SD2 superintendent candidate looks to return to Billings

2012-05-09T21:00:00Z 2012-05-11T15:15:14Z SD2 superintendent candidate looks to return to BillingsBy ROB ROGERS rrogers@billingsgazette.com The Billings Gazette

With a solid mixture of energy and confidence, Doug Reisig, the third superintendent candidate to interview with the School District 2 board, made a strong case for himself as the next leader of Billings schools.

"I know there are challenges here," he said.

But those challenges are opportunities to improve SD2, he said. The district has had a tradition of welcoming all students and making them feel like they have a place in the world. That was his experience as a student here, he said.
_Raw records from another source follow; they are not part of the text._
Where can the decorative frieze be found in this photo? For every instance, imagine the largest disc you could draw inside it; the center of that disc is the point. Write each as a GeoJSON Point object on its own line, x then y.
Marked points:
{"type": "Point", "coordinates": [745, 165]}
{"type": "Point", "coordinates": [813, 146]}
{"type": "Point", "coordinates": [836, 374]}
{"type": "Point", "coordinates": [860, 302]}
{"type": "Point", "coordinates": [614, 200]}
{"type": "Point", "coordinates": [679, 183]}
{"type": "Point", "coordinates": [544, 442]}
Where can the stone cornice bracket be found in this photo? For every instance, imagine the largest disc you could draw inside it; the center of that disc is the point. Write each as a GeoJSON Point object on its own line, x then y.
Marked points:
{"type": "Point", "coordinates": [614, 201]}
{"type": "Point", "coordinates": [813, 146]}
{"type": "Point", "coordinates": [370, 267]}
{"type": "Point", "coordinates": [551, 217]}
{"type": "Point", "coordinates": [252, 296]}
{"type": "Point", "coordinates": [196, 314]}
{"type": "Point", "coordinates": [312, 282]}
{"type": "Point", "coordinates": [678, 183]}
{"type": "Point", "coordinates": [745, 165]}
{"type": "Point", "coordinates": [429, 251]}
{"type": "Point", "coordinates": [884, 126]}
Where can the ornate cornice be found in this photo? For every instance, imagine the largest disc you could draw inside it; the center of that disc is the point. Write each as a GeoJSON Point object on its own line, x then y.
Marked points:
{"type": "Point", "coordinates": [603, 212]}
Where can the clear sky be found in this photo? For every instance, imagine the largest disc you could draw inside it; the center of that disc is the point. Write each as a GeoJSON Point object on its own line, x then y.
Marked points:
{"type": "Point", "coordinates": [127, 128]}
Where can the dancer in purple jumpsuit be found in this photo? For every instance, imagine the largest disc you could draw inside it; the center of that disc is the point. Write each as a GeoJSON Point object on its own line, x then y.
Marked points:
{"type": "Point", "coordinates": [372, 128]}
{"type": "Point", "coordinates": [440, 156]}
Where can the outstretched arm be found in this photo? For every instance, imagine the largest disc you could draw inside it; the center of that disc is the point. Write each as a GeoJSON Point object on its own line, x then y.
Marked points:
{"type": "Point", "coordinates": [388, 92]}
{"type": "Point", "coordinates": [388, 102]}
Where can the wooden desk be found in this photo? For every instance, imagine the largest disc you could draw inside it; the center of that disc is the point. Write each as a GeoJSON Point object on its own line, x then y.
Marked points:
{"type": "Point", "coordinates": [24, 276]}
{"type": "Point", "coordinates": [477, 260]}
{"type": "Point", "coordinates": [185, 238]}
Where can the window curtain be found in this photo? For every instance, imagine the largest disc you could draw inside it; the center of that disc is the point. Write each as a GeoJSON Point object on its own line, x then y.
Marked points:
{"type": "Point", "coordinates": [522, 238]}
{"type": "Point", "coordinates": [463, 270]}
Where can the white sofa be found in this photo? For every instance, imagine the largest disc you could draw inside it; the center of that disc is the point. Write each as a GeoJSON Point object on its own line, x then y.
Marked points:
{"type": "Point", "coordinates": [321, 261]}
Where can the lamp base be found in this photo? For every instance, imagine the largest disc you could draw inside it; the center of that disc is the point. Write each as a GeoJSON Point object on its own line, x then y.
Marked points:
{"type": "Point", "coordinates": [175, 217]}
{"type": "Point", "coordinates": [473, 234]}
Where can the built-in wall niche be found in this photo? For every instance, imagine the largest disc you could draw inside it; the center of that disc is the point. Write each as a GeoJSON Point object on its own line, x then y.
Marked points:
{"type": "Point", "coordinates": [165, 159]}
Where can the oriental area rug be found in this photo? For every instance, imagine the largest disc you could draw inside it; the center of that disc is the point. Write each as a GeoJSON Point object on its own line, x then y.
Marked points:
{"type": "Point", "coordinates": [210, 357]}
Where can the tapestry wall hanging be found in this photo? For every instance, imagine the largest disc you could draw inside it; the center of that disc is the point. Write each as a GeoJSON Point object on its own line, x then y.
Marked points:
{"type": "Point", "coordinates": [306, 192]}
"I want those Billings kids to feel the way I felt going to Billings public schools," he said.

Reisig, superintendent of the Hellgate Elementary School District outside of Missoula, was born and raised in Billings and graduated from West High. His mother still lives in town, and he and his wife travel here from Missoula regularly.

Noting that the community had expressed a desire to have a superintendent who knows the Montana way, Reisig said he wasn't sure what is the Montana way but said he understands the Billings way.

"The Billings way is you're honest, you're truthful with people," he said. "You're genuine, you're respectful to people."

Reisig stressed repeatedly in his interview the importance of keeping students first in district planning. Students have to know that staff and district officials are interested, engaged and invested in their success if they're going to achieve anything, he said.

"You don't have the right to dislike our kids on company time," he said.

He plans to start every day by visiting a school and greeting students if he's hired to lead School District 2, he said.

Reisig also stressed multiple times the importance of working with the community and building trust. Right now, he said, SD2 needs the community. But the community also needs the school district, he told the board.

Sue Meredith, principal at Fred Moodry Middle School in Anaconda, where Reisig was superintendent of Anaconda School District No. 10 before he took over at Hellgate in 2000, said Reisig has always put student needs first.

"He was very child-centered," she said.

Meredith was a teacher first under Reisig and then became a principal in the district. As such, she has observed his leadership in both realms.

"He was fantastic to work with in both areas," she said.

He's a respected leader in Hellgate, said Scott McKenzie, president of the teachers union there. He may not always be well liked by everyone, McKenzie said, but staff trust and respect his judgement.

"He lays out a clear plan of what he wants," he said.  

Some may not like that plan, but most will follow, McKenzie said.

Hellgate and Anaconda are small districts. Hellgate is an elementary school district with only three schools. SD2 has 34 schools, a sizable homeless student population and a large percentage of students living near or under the federal poverty line.

Still, Meredith and McKenzie expressed confidence that Reisig could make the jump.

"There's going to be a learning curve for anyone" coming to SD2, Meredith said.

What will aid Reisig is his ability to connect with people and communicate his vision.

"He has such good communication skills it won't matter," Meredith said.

Robin Hall, a trustee on the Hellgate board, said Reisig has been an outstanding superintendent.

"I don't want to see him go," she said with a laugh.

Reisig was instrumental in passing a multimillion-dollar bond for Hellgate to expand its buildings a few years ago, she said. And he's deftly kept the district in the black.

"I can't imagine anyone better than Doug at understanding the school budget system," she said.

During the interview Wednesday night, Trustee Connie Wardell made the point that small rural school districts in Montana get the state money they need and the big AA districts don't.

"You are funded adequately, we are not," Wardell told him.

Reisig acknowledged that and told her whether in a big school district or a small one, "Montana is still Montana and people are people."

He said he'd advocate for SD2 both in the community and at the state level to get it the money it needs.

Reisig has never applied to another school district during his 12 years in Hellgate. But as he watched from afar the struggles SD2 has faced over the past few years, he decided now is the time to sign up.

"Billing holds a special place in my heart," he said. "That's why I applied."